Mirobole Editions
Genre : fantastique
Infos : 2015 (1993) – V. O. : Druhé město – Trad. : Benoît Meunier – 220 p. – 19 € – ISBN : 979-10-92145-35-9
Dans une librairie de Prague, un homme trouve un livre écrit dans un alphabet inconnu et l’emporte chez lui ; bientôt l’ouvrage lui ouvre les portes d’un univers magique et dangereux. À mesure qu’il s’enfonce dans les méandres de cette autre ville, il découvre des cérémonies baroques, des coutumes étranges et des créatures fascinantes ; derrière la paisible Prague des touristes, des cafés se muent en jungles, des passages secrets s’ouvrent sous les pieds et des vagues viennent s’échouer sur les draps…
Livre hypnotique entre merveilleux et surréalisme, L’Autre Ville est une ode à la quête, et au courage nécessaire pour affronter les nouveaux mondes qui ne cessent de nous appeler.
MON AVIS :
Depuis que j'ai découvert L'histoire sans fin, roman et film, je rêve de tomber un jour par hasard sur un livre étrange qui m'ouvrira les portes d'un autre univers. Je suppose que c'est un fantasme commun à tous les lecteurs.
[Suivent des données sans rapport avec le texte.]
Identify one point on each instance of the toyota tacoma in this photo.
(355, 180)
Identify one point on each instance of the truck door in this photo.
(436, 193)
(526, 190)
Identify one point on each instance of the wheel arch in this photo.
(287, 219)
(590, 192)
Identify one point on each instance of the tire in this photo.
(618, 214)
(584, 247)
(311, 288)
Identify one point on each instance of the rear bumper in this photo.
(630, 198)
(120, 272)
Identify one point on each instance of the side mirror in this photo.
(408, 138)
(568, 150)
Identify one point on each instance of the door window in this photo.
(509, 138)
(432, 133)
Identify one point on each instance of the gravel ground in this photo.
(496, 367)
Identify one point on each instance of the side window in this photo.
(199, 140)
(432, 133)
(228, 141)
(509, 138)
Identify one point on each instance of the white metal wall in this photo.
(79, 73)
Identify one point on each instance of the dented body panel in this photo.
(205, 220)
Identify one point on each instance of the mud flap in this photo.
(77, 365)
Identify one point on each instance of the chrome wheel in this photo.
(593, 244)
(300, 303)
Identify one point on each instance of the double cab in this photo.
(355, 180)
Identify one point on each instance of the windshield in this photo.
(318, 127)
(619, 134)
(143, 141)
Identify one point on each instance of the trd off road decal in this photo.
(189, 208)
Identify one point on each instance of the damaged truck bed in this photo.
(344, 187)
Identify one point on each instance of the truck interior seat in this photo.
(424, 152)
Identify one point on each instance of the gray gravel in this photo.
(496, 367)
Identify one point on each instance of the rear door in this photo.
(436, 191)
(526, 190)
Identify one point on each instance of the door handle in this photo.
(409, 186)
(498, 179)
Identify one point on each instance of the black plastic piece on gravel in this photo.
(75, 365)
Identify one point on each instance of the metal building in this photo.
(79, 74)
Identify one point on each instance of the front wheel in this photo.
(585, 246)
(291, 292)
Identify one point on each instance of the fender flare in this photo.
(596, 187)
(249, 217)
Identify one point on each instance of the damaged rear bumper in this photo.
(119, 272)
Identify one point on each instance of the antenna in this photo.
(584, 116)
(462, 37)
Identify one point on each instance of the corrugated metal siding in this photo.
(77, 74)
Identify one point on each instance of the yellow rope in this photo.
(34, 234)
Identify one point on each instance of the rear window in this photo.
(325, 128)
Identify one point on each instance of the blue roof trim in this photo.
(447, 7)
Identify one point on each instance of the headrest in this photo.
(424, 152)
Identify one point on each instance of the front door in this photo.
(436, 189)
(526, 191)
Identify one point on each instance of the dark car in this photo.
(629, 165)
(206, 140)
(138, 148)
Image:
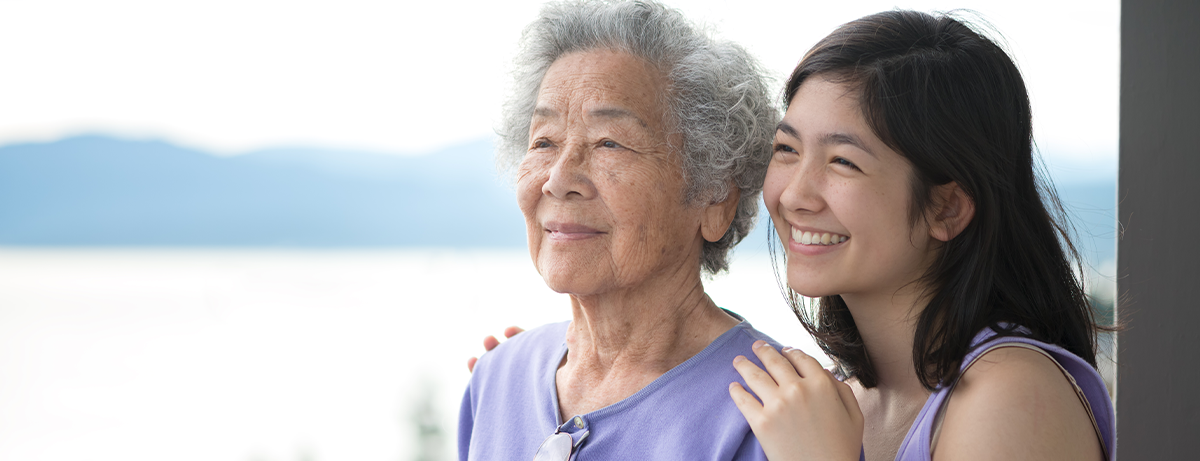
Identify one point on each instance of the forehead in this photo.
(822, 102)
(604, 77)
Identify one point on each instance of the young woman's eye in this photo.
(784, 148)
(845, 162)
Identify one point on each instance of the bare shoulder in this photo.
(1015, 403)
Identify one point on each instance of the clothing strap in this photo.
(1079, 393)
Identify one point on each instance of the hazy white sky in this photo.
(409, 77)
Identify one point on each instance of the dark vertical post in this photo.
(1158, 246)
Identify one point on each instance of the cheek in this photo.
(532, 175)
(773, 187)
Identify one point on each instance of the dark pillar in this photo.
(1158, 246)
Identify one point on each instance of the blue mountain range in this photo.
(103, 191)
(94, 190)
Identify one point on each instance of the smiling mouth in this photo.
(817, 238)
(559, 231)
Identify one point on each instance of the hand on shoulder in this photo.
(1015, 403)
(802, 411)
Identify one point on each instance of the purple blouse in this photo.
(916, 445)
(511, 406)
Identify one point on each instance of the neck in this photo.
(621, 341)
(654, 327)
(887, 323)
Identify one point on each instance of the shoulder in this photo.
(531, 347)
(1015, 403)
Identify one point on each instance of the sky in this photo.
(411, 77)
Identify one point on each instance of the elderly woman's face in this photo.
(601, 185)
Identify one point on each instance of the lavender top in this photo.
(511, 406)
(916, 445)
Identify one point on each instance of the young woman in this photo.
(903, 187)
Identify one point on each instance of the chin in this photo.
(810, 285)
(565, 277)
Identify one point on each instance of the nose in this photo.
(570, 175)
(803, 192)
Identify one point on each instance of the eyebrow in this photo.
(617, 113)
(828, 138)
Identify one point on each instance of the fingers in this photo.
(490, 342)
(779, 367)
(513, 331)
(747, 403)
(759, 381)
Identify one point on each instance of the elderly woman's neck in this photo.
(655, 329)
(618, 345)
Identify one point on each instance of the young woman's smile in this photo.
(840, 198)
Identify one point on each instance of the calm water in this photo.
(153, 354)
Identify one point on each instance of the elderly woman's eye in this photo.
(784, 148)
(845, 162)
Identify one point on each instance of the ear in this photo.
(718, 216)
(952, 211)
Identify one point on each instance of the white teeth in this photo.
(809, 238)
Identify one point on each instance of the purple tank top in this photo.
(916, 445)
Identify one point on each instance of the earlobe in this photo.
(953, 210)
(718, 216)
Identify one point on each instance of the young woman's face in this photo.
(839, 198)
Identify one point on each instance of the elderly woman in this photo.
(639, 147)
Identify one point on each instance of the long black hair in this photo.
(954, 105)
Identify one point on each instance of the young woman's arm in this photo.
(805, 413)
(1014, 403)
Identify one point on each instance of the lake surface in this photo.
(214, 354)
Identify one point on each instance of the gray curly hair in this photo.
(717, 99)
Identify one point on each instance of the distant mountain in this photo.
(100, 191)
(96, 190)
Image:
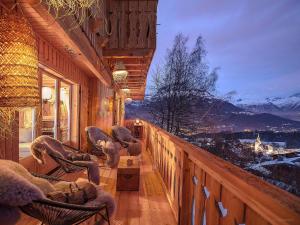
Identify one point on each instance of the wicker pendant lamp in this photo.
(119, 73)
(18, 69)
(18, 63)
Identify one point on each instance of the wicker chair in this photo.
(94, 134)
(58, 153)
(125, 138)
(57, 213)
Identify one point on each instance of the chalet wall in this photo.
(101, 113)
(60, 64)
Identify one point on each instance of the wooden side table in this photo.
(128, 176)
(138, 130)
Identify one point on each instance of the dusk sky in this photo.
(256, 43)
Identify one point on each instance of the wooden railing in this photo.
(205, 189)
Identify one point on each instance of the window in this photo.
(49, 106)
(64, 112)
(26, 131)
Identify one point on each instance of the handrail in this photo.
(199, 183)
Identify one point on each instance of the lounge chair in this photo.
(101, 144)
(68, 161)
(23, 191)
(94, 134)
(125, 138)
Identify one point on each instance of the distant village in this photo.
(271, 160)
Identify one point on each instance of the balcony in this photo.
(183, 184)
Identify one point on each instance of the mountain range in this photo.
(215, 115)
(288, 107)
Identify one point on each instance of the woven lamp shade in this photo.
(18, 63)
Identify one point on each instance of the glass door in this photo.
(64, 131)
(60, 109)
(49, 106)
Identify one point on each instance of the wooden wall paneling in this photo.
(133, 20)
(143, 24)
(124, 24)
(152, 6)
(113, 18)
(252, 218)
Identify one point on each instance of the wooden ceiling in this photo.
(132, 41)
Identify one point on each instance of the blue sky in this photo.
(256, 43)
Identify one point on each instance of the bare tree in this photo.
(179, 84)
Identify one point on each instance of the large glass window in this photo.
(64, 112)
(26, 131)
(49, 107)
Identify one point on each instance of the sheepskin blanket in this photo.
(17, 189)
(50, 146)
(112, 151)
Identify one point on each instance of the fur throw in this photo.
(112, 151)
(44, 185)
(9, 215)
(93, 170)
(78, 192)
(15, 191)
(46, 144)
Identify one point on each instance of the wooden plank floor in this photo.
(149, 206)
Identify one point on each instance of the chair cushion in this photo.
(79, 192)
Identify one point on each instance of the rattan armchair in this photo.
(94, 134)
(57, 213)
(66, 166)
(61, 155)
(125, 138)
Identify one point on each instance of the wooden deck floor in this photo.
(149, 206)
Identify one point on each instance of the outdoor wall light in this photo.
(46, 93)
(128, 100)
(119, 73)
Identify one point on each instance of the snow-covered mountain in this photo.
(287, 107)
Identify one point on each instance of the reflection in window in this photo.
(193, 212)
(49, 111)
(26, 131)
(64, 119)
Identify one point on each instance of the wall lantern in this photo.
(46, 93)
(128, 100)
(119, 73)
(125, 90)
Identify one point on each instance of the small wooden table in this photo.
(138, 130)
(128, 177)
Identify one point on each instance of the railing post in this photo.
(184, 187)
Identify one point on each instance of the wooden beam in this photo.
(126, 53)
Michal Ajvaz semble le partager car il nous invite ici à découvrir ce que deviendra la vie d'une personne ayant mis la main sur un tel ouvrage…
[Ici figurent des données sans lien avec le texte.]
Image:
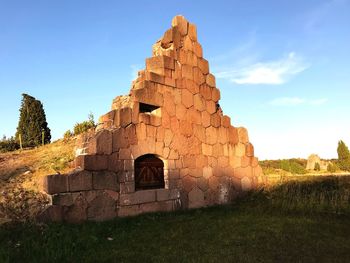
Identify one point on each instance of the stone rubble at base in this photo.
(207, 161)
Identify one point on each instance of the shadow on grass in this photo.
(263, 226)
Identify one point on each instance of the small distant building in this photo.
(313, 159)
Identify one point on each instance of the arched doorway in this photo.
(149, 172)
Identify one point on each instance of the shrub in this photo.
(332, 168)
(317, 167)
(67, 134)
(85, 125)
(343, 156)
(8, 145)
(292, 166)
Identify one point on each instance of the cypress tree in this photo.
(32, 122)
(343, 156)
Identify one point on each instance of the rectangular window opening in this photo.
(147, 108)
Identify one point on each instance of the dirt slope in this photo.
(21, 174)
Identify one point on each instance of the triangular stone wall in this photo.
(173, 112)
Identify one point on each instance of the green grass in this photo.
(306, 221)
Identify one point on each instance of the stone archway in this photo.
(149, 172)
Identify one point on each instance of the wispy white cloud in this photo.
(323, 13)
(295, 101)
(271, 72)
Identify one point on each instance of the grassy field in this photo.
(299, 221)
(21, 174)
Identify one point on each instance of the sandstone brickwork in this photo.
(172, 112)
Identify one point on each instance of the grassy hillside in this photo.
(21, 174)
(304, 221)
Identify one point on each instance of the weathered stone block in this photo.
(149, 96)
(56, 183)
(102, 208)
(105, 180)
(187, 71)
(114, 163)
(125, 116)
(226, 121)
(215, 94)
(196, 198)
(215, 120)
(241, 172)
(203, 65)
(210, 80)
(186, 128)
(53, 213)
(205, 91)
(242, 135)
(199, 102)
(164, 206)
(139, 197)
(119, 139)
(126, 176)
(95, 162)
(188, 183)
(233, 135)
(249, 150)
(211, 106)
(246, 184)
(181, 23)
(80, 181)
(198, 76)
(207, 149)
(127, 187)
(211, 135)
(192, 31)
(76, 213)
(190, 85)
(197, 49)
(186, 98)
(131, 210)
(160, 62)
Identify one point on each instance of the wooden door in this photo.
(149, 172)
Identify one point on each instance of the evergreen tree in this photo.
(343, 156)
(32, 122)
(317, 167)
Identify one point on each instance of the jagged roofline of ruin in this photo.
(172, 114)
(177, 47)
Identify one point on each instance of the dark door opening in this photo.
(149, 172)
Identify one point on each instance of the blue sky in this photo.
(283, 67)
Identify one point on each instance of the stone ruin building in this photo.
(313, 159)
(165, 146)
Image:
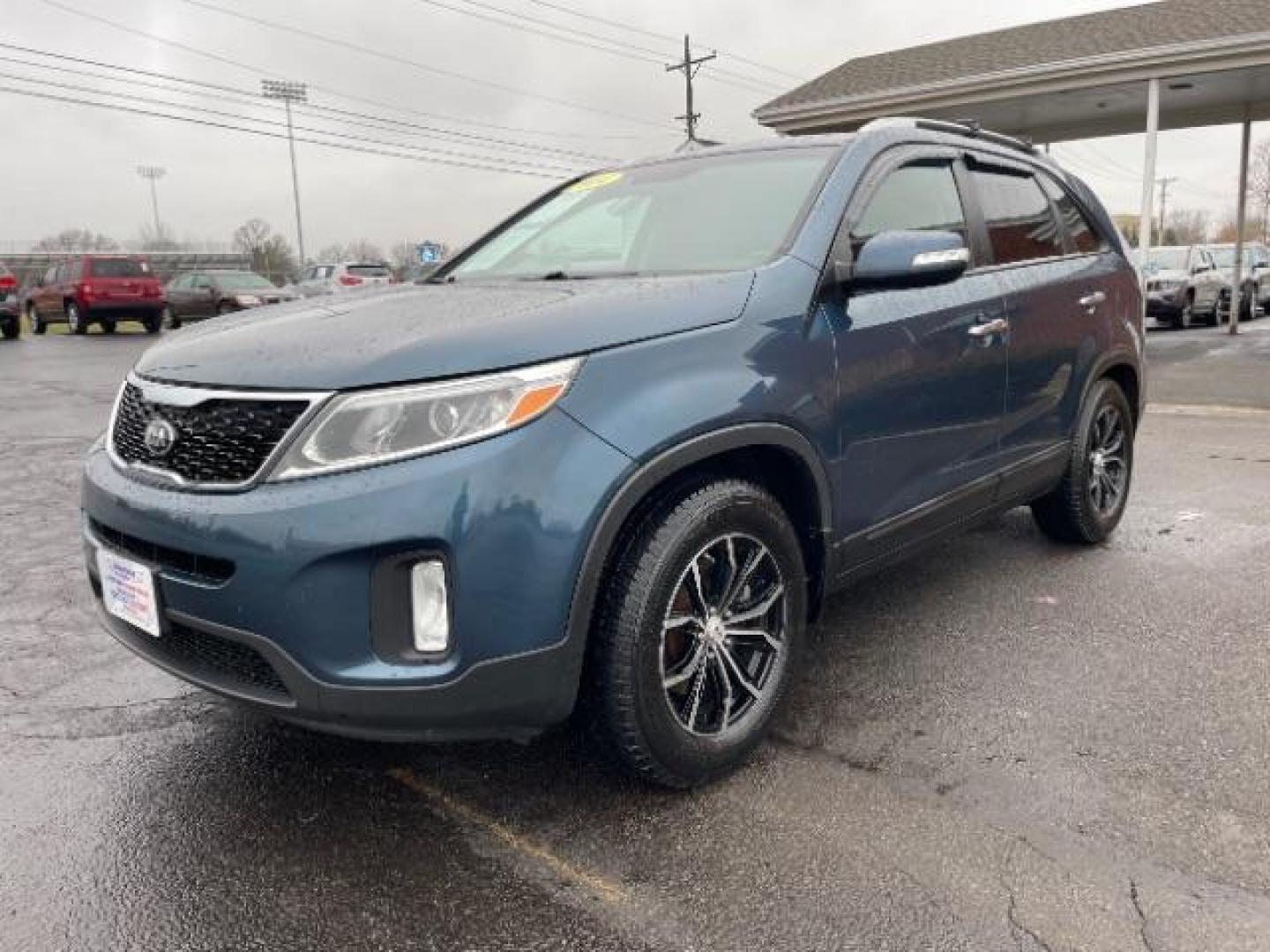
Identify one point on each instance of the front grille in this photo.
(219, 441)
(205, 568)
(217, 660)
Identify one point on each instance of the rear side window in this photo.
(369, 271)
(1021, 227)
(918, 197)
(1085, 236)
(117, 268)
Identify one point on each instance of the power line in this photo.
(267, 133)
(243, 97)
(571, 34)
(654, 34)
(149, 100)
(258, 71)
(412, 63)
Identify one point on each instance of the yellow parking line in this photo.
(452, 809)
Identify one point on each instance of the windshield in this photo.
(370, 271)
(698, 215)
(1166, 259)
(243, 280)
(118, 268)
(1224, 257)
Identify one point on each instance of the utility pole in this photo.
(290, 93)
(153, 173)
(1163, 202)
(689, 68)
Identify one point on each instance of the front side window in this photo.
(118, 268)
(705, 213)
(918, 197)
(1021, 227)
(1085, 236)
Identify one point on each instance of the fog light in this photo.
(430, 614)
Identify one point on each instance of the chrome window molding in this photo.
(185, 397)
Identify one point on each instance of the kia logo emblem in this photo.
(161, 437)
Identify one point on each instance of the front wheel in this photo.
(698, 635)
(75, 319)
(1087, 504)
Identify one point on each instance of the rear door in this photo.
(1057, 273)
(921, 387)
(117, 280)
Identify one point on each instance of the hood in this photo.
(422, 331)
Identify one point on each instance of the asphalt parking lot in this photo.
(1002, 746)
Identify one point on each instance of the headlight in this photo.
(395, 423)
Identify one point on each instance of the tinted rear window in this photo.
(118, 268)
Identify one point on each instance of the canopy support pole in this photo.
(1148, 172)
(1241, 210)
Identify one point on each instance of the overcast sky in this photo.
(64, 164)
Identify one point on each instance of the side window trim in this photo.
(882, 167)
(993, 163)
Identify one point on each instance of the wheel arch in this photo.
(778, 457)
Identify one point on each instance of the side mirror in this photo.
(909, 259)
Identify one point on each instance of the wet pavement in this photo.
(1005, 744)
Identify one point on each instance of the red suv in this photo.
(103, 288)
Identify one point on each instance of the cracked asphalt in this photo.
(1005, 744)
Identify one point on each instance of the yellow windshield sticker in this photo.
(597, 181)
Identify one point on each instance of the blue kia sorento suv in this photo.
(609, 461)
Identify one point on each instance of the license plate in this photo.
(129, 591)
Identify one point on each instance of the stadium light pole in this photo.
(290, 93)
(153, 173)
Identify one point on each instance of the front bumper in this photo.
(267, 596)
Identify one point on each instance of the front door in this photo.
(1057, 274)
(921, 386)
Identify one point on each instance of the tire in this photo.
(1186, 316)
(1081, 509)
(75, 319)
(672, 693)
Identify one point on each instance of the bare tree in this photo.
(77, 240)
(1259, 185)
(1188, 227)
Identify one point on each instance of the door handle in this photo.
(986, 331)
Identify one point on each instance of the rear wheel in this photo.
(698, 635)
(1087, 504)
(75, 319)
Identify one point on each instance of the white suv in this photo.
(335, 279)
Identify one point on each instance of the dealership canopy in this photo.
(1177, 63)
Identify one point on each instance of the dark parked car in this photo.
(196, 294)
(616, 455)
(95, 288)
(11, 315)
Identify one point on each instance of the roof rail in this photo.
(968, 127)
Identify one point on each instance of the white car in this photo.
(335, 279)
(1184, 285)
Alors qu'il flâne dans une librairie, le narrateur de cette histoire est attiré par un livre mauve coincée entre deux gros volumes dans un rayon. Il l'attrape et, en l'ouvrant, y découvre un étrange alphabet de lui inconnu. Il décide d'acheter cet ouvrage qui le fascine jusqu'à l'obsession. Alors qu'il essaie de le déchiffrer, des inconnus croiseront sa route et lui feront miroiter l'éventuelle existence d'une Autre Ville à laquelle peut mener ce livre. Mais la Prague qu'il habite est déjà hantée par d'impossibles êtres et lieux, que pourra-t-il donc trouver d'encore plus troublant dans cet ailleurs qu'il cherche à trouver ?
De toute évidence, Michal Ajvaz est le rejeton caché de Borges et Kafka. L'influence de ces deux auteurs pulse dans toutes ses phrases. Cependant, Ajvaz arrive à aller au-delà de cette filiation lourde à porter pour rejoindre surtout, d'une manière troublante, l'élégance et l'inquiétante étrangeté si familière des surréalistes. Ses mots suintent l'impossible, parfois fascinant, parfois angoissant. Et ses paysages nous amènent à nous demander dans quelle mesure nous ne découvrons pas nous-même, à travers ce livre à l'alphabet connu mais à l'imaginaire encore à déchiffrer et parfois impossible à suivre totalement, un autre monde aussi fascinant que celui que recherche le narrateur.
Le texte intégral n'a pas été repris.